Im Folgenden erhalten Sie Hinweise darauf, welche Hilfe Ihnen ausdifferenzierte Wirklichkeitsbegriffe bei Ihrem eigenen Umgang mit der Wirklichkeit und dem Versuch, das Ganze sich verständlich zu machen, weitestmöglich bieten können. Denn das Leben selbst ist in jedem Augenblick die konkrete Antwort auf die Wirklichkeitsfrage, abstrakte Begriffe sagen nur, was wir bedeutungsgemäß immer schon unterstellen, wenn wir Sinn deuten. Ihre Deutung ist Sache der Metaphysik. Metaphysik ist die Philosophie, in der Forschung, Orientierung, Klärung und Klärung zu einer Synthese kommen.

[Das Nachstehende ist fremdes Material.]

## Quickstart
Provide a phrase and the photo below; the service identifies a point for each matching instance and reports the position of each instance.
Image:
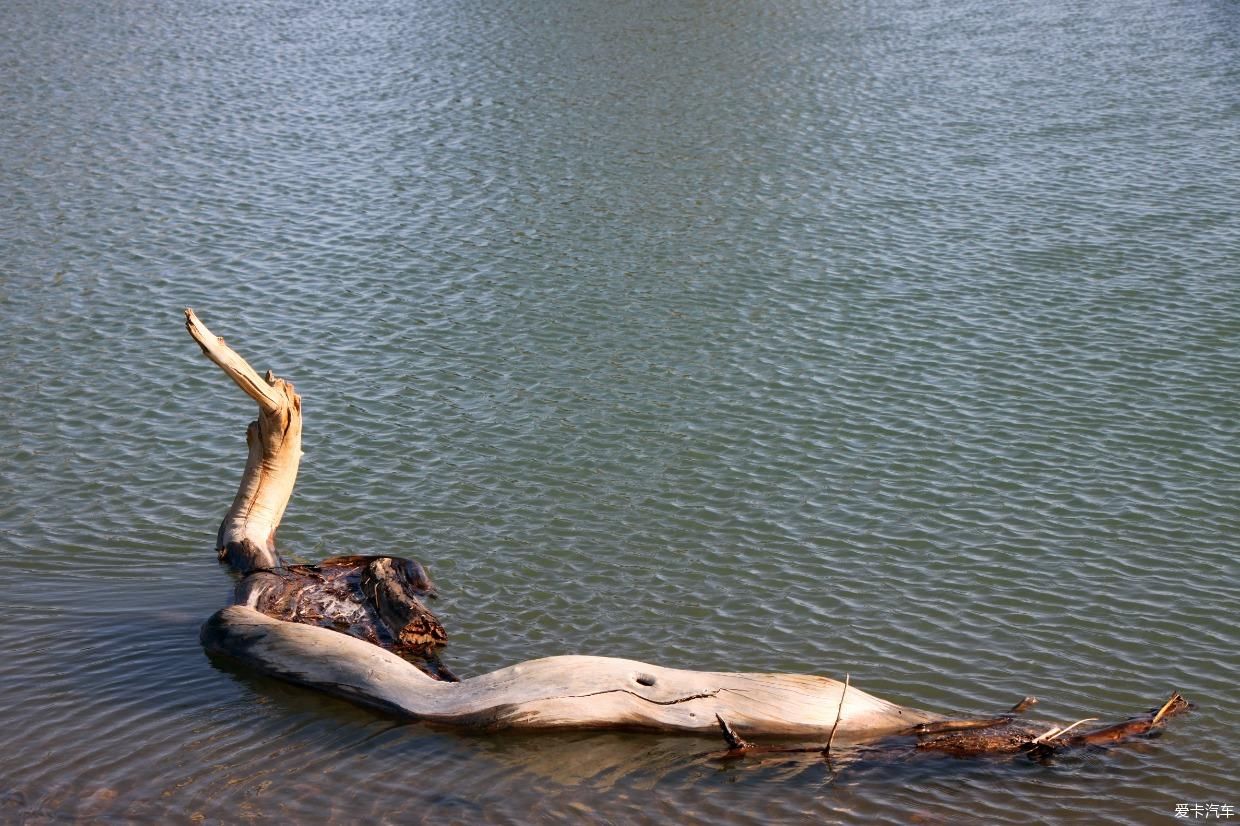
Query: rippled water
(898, 340)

Metaphysischer Umgang mit der Wirklichkeit im Begriff ist der Versuch, sie im unterschiedenen Sein, d. h. im Sosein systematisch und vollständig zu beschreiben. Umgekehrt eröffnet Metaphysik aber auch die Räume einer Wirklichkeit, die viel mehr ist als bloßes Sosein, nämlich: Seiendes, das zu je seiner Zeit existiert, Dasein, das mir alles Seiende präsentiert, Transrealität, in der ich mich im Dasein finde, Transzendenz, die Transrealität begründet, Transintelligibilität, die den Kern der Transzendenz ausmacht, das Mysterium, das diese Transintelligibilität verbirgt und das Paradox, das in letzter Instanz die Wirkliochkeit für endliche Erkenntnis bedeutet.
Prinzipiell läßt sich kein allgemeiner Terminus denken, der nicht in der Konsequenz einer systematischen Wirklichkeitsexplikation seine begriffliche Definition im Medium des Soseins finden könnte. Was vorliegend noch nicht erfaßt ist, muß es bei genügend umfassender Ausdifferenzierung dennoch.

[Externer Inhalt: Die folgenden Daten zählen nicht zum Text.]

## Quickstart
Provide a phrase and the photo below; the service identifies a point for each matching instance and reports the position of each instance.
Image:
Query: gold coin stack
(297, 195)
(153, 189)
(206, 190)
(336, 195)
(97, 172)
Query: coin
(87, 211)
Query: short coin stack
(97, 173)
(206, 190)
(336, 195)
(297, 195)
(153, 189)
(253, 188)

Wirklichkeit im Medium des Soseins ist aber nur eine Abstraktion dessen, was sich dadurch generell simulierend angeben, niemals aber adäquat realisieren läßt. Eigentliche Wirklichkeit läßt sich als Sosein nur indirekt verallgemeinernd als Seiendes, Dasein, Transrealität, Transzendenz, Transintelligibilität als ein Mysterium sinnhaft pardoxal zusammenfassend nennen, nicht mehr aber konkret jeder Wirklichkeitsdimension gerecht werdend sachentsprechend erfassen. Alles zusammen aber erst "ist", dh. meint umfassend die ganze Wirklichkeit.
Da Wirklichkeit als Ganzes in Begriffen nur zu Zwecken der Verständigung zerlegt wird, nicht aber schon inhaltlich gedeutet, handelt es sich bei der Begriffsanalyse analog Kants Kritischer Transzendentalphilosophie lediglich um eine vorgängig konsensstiftende Sinnklärung, noch nicht um das eigentliche Resultat, das ein umfassendes reflexives Wirklichkeitsverständnis anstrebt. Ein allumfassendes Wirklichkeitsverständnis müßte vielmehr allen Wirklichkeitsdimensionen adäquat gerecht werden könne, was jede Begriffskompetenz überschreitet.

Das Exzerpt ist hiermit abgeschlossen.